If you played and loved the classic Mortal Kombat fighters, Shaolin Monks is a game well worth checking out.

But you will need to play cooperatively to find a lot of them. Again, Shaolin Monks was clearly designed with co-op play as the focal point, and as such, lots of hidden items, characters, and areas can only be accessed via the "ko-op" mode, as it's titled. Fortunately, this is the kind of game MK fans will want to play at least a couple of times. You can easily play through once in single-player and once cooperatively, and you'll enjoy it for entirely different reasons on each play-through.

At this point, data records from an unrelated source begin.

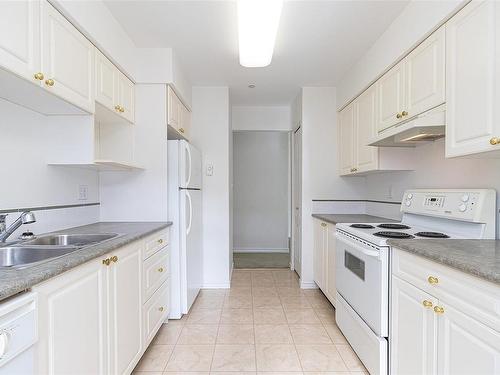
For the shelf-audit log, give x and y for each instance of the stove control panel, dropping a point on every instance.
(475, 205)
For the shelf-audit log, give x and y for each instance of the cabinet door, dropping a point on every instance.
(125, 320)
(391, 100)
(67, 60)
(366, 129)
(346, 140)
(173, 110)
(425, 71)
(320, 239)
(19, 37)
(472, 66)
(126, 96)
(465, 345)
(413, 333)
(72, 322)
(105, 81)
(331, 290)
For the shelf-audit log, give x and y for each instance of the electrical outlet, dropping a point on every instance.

Unfortunately, at times you'll feel like you're rehashing some of the same stuff over and over again--and we're not talking about on multiple plays, either. The underlying level design in Shaolin Monks relies heavily on a lot of backtracking through the same worlds to get to different places. A certain amount of it makes sense, since so many of the hidden items and areas often can't be accessed until you gain new abilities, but even when you're just trying to go from mission to mission, there's an awful lot of running back and forth through the same hub worlds and stages. Then again, considering how short the game is, it's not altogether surprising that the developer might try to pad the length a bit via something like this. The game is also all over the place in terms of difficulty. On the default difficulty, most of it is pretty easy--almost too easy--in certain situations. Some of the boss fights are pathetically easy to win, including a particularly anticlimactic fight against Goro. Others, like the 1-2-3 punch of Shang Tsung, Kintaro, and Shao Kahn (all in a row, with no life bar help for you), are painfully cheap. Fortunately, there are times when the game gets the balance right, too. The fight against Scorpion, in particular, is really good. It's just a shame the game isn't more consistent overall. As for other content beyond the story mode, there is a fairly rudimentary versus fighting mode available, but it can't be called anything better than a meaningless distraction, and you only get a handful of fighters to use in the mode.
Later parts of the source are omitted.